Let $B\in\mathcal{B}$ satisfy
\begin{align*}
\mu_x(T^{-1}B\triangle B)=0.
\end{align*}
Since $\mu_x$ is $T$-invariant, induction gives
\begin{align*}
\mu_x(T^{-n}B\triangle B)=0
\end{align*}
for every $n\geq0$. Therefore, outside a $\mu_x$-null set,
\begin{align*}
A_N\mathbb{1}_B(y)=\mathbb{1}_B(y)
\end{align*}
for every $N\geq1$.
Let $\varepsilon>0$. By density of $\mathcal{S}$ in $L^1(\mu_x)$, choose $s\in\mathcal{S}$ such that
\begin{align*}
\|\mathbb{1}_B-s\|_{L^1(\mu_x)}<\varepsilon.
\end{align*}
For every $N$,
\begin{align*}
\|A_N\mathbb{1}_B-A_Ns\|_{L^1(\mu_x)}
&\leq
\frac{1}{N}\sum_{n=0}^{N-1}
\int_X |\mathbb{1}_B(T^n y)-s(T^n y)|\,d\mu_x(y)\\
&=
\|\mathbb{1}_B-s\|_{L^1(\mu_x)}\\
&<\varepsilon,
\end{align*}
where the equality uses $T$-invariance of $\mu_x$. Letting $N\to\infty$ and using the $L^1(\mu_x)$ convergence for $s$ gives
\begin{align*}
\left\|\mathbb{1}_B-\int_X s\,d\mu_x\right\|_{L^1(\mu_x)}
\leq \varepsilon.
\end{align*}
Also
\begin{align*}
\left|\int_X s\,d\mu_x-\mu_x(B)\right|
\leq
\|\mathbb{1}_B-s\|_{L^1(\mu_x)}
<\varepsilon.
\end{align*}
Hence
\begin{align*}
\|\mathbb{1}_B-\mu_x(B)\|_{L^1(\mu_x)}\leq 2\varepsilon.
\end{align*}
Since $\varepsilon>0$ was arbitrary,
\begin{align*}
\mathbb{1}_B=\mu_x(B)
\quad\text{in }L^1(\mu_x).
\end{align*}
The left side takes only the values $0$ and $1$, so the constant $\mu_x(B)$ must be either $0$ or $1$. Therefore every $\mu_x$-invariant Borel set has $\mu_x$-measure $0$ or $1$, and $\mu_x$ is ergodic.
[/step]
[step:Prove uniqueness of the kernel]
Let $x\mapsto\nu_x$ be another kernel satisfying the first condition of the theorem. For every fixed $B\in\mathcal{B}$, both functions
\begin{align*}
x\mapsto \mu_x(B),
\qquad
x\mapsto \nu_x(B)
\end{align*}
represent $\mathbb{E}_{\mu}[\mathbb{1}_B\mid\mathcal{I}]$, so they agree for $\mu$-almost every $x$.

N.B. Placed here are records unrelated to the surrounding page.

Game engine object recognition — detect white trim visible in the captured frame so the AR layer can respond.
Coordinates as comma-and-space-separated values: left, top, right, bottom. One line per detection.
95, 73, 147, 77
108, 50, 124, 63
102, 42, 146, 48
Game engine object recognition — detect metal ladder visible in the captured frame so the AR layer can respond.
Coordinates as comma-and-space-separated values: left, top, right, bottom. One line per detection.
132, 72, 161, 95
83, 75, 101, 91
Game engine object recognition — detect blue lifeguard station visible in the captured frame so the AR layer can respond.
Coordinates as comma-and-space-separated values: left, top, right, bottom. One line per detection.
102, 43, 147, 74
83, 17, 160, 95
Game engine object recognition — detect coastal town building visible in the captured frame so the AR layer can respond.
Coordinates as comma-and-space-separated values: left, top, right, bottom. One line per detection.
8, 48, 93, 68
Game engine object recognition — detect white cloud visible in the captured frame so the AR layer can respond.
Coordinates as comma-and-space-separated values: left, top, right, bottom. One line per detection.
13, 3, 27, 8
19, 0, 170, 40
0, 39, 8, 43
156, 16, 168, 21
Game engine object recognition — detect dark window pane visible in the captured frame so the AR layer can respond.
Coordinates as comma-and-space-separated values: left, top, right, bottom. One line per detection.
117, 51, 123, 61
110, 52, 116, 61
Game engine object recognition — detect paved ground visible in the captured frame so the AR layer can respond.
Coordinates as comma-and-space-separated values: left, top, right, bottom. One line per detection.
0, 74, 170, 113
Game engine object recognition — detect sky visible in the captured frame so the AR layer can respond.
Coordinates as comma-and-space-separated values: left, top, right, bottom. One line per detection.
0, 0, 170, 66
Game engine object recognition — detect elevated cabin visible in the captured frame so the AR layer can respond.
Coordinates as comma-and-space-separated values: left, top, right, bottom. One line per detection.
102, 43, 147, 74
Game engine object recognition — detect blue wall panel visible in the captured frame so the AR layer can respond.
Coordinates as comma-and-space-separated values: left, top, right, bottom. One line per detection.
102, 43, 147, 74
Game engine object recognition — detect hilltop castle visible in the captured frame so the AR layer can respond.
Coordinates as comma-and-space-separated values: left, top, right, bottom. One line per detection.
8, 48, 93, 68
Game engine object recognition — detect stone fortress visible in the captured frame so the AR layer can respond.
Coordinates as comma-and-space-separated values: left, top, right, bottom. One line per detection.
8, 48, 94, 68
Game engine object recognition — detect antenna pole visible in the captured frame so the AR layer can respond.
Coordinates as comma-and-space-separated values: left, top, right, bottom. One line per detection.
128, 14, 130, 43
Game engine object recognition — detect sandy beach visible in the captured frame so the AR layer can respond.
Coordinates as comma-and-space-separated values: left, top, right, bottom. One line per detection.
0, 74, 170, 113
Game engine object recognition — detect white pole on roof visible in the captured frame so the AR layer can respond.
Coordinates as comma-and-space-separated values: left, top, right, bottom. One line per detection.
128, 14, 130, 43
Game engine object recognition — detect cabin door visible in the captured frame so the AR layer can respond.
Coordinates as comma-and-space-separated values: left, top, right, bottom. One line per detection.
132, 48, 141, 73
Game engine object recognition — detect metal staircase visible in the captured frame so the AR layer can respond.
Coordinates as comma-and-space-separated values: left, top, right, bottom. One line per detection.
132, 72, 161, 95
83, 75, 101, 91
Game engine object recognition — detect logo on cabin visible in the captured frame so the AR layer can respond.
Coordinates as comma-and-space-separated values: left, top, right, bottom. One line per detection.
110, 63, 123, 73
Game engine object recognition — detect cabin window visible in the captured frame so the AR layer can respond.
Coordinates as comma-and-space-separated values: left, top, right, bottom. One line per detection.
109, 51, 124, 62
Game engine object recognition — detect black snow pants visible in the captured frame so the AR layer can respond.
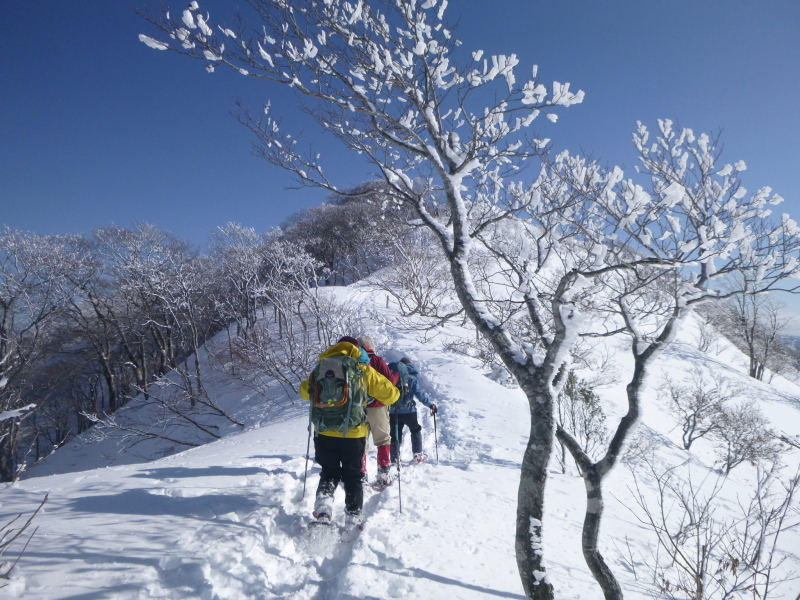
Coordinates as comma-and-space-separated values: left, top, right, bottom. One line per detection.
389, 412, 422, 462
314, 435, 365, 514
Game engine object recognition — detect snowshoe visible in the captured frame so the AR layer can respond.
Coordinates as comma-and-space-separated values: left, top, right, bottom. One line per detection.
341, 514, 364, 542
309, 512, 333, 528
372, 467, 396, 492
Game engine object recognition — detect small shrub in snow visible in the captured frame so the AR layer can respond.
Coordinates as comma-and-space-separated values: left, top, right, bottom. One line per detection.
631, 461, 800, 600
662, 367, 736, 450
713, 401, 781, 475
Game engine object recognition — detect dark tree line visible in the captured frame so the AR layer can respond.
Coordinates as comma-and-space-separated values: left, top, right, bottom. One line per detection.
0, 190, 398, 481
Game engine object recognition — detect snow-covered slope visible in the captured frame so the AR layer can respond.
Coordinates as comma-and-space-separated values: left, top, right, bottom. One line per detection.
0, 289, 800, 600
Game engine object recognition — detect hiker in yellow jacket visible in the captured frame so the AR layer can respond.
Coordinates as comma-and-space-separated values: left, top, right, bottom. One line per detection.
300, 337, 400, 528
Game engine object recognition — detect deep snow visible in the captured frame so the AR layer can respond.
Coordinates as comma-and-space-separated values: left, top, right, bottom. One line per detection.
0, 288, 800, 600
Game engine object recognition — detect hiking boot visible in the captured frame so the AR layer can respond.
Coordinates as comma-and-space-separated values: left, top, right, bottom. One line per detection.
344, 513, 364, 531
312, 495, 333, 521
311, 512, 331, 525
376, 466, 392, 485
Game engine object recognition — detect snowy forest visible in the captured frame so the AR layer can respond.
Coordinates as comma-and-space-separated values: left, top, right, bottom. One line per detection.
0, 0, 800, 600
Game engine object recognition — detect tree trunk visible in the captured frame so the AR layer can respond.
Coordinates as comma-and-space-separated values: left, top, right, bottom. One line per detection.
514, 386, 554, 600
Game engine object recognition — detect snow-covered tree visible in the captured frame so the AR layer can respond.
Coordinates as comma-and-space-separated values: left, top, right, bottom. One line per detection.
140, 0, 796, 599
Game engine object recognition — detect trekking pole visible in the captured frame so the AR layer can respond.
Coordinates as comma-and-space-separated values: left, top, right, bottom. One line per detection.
394, 412, 403, 515
433, 406, 439, 465
301, 399, 314, 500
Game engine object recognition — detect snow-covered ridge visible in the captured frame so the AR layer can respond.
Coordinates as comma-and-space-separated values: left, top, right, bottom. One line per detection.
0, 288, 800, 600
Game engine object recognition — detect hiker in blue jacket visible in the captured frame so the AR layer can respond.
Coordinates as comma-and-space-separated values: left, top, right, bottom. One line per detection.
389, 358, 437, 464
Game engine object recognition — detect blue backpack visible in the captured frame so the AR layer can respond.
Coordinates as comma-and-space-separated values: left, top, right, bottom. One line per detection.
389, 361, 414, 407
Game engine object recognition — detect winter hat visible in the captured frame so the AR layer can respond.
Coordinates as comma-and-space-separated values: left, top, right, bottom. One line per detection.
358, 335, 375, 352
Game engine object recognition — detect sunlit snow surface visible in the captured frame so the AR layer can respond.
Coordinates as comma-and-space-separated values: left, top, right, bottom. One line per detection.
0, 289, 800, 600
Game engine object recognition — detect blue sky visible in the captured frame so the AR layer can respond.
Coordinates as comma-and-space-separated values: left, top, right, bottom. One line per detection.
0, 0, 800, 245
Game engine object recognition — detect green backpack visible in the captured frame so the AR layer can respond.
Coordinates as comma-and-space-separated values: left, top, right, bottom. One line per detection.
309, 356, 367, 435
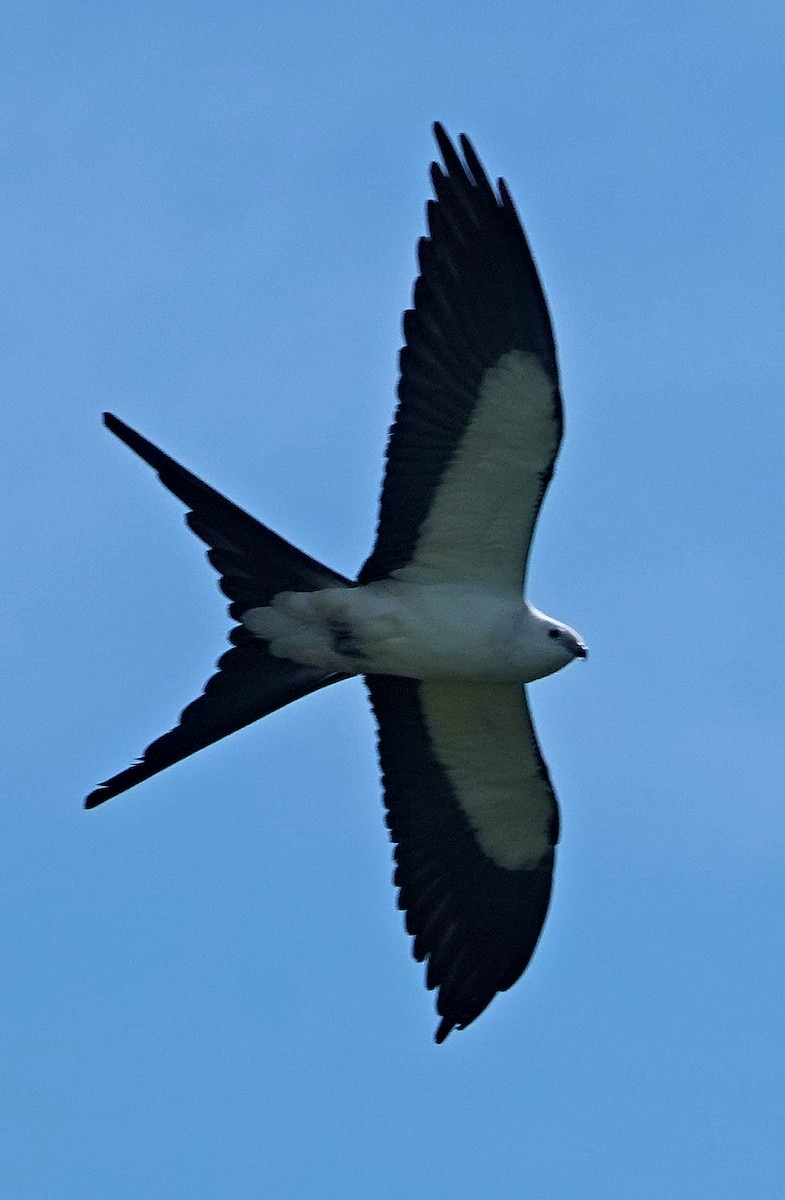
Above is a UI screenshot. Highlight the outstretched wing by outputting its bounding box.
[366,676,558,1042]
[84,413,349,809]
[359,125,562,594]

Choose a countable $\pi$-system $\mathcal{C}$ generating $\mathcal{B}$. Intersect the corresponding full-measure sets over $B\in\mathcal{C}$. On the resulting full-measure set,
\begin{align*}
\mu_x(B)=\nu_x(B)
\end{align*}
for every $B\in\mathcal{C}$. Since probability measures that agree on a generating $\pi$-system agree on the generated $\sigma$-algebra, $\mu_x=\nu_x$ for $\mu$-almost every $x$.
[/step]
[step:Record the compact metrizable version]
If $X$ is compact metrizable and $T$ is continuous, then Borel probability measures on $X$ form the weak-$*$ measurable space whose Borel $\sigma$-algebra is generated by the evaluation maps
\begin{align*}
\eta\mapsto \eta(B),
\qquad B\in\mathcal{B}.
\end{align*}
The defining measurability of the regular conditional probability kernel therefore makes $x\mapsto\mu_x$ measurable as a map into that space. The invariance and ergodicity steps show $\mu_x\in\mathcal{M}_T$ and $\mu_x$ is ergodic for $\mu$-almost every $x$. Applying the barycenter identity to continuous $f:X\to\mathbb{R}$ gives the stated compact metrizable form.
[/step]